Porticello - una delle località balneari più frequentate dell’isola di Lipari -, è quasi ora di pranzo e nove imbarcazioni sono ancorate a meno di venti metri dalla spiaggia. Dei bimbi nuotano incautamente tra le barche, mentre i genitori li invitano a tornare sul bagnasciuga. Il mio vicino di ombrellone – un uomo sulla cinquantina, che ha appena dovuto richiamare la nipote – prova ad avvertire la capitaneria di porto dell’isola, chiamando un numero di emergenza. Lo dirottano da un ufficio all’altro ed alla fine desiste. “Sono in vacanza, non posso lottare anche qui ma è un’indecenza”, mi dice rassegnato. Io annuisco e scatto alcune fotografie; osservo le barche, si tratta per lo più di grossi motoscafi: a bordo cucinano, mangiano, qualcuno riposa. Il senso di insofferenza per l’inciviltà dei proprietari delle imbarcazioni diventa ogni attimo più acuto, in tanti provano a mettersi in contatto con l’Ufficio Circondariale Marittimo di Lipari. Dopo vari tentativi Anna ci riesce: “Hanno detto che arriverrano solo dopo aver effettuato un soccorso”, non ne è molto convinta. “Ma noi aspettiamo”, assicura.

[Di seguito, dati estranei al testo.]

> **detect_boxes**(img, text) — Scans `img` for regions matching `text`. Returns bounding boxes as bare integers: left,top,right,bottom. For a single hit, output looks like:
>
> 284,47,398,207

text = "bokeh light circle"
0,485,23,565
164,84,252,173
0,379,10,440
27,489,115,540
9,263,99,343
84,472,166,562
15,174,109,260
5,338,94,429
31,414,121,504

Anche Sofia – interrotta durante la sua nuotata - infine sbotta: “è mai possibile che uno yacht così grande stia proprio davanti alla spiaggia?”, le mani incrociate sul petto ed un’espressione stizzita, inconsueta per la sua età. Sofia ha solo sei anni.
In teoria nella zona, la navigazione e l’ancoraggio – mi riferirà un addetto del Circomare, solo la sera - non potrebbe avvenire ad una distanza inferiore ai duecento metri dalla battigia. Ma senza segnalazioni e senza i dovuti controlli tutto rimane “lettera morta”.
Lascio la spiaggia alle 16 e 45, la situazione è rimasta immutata.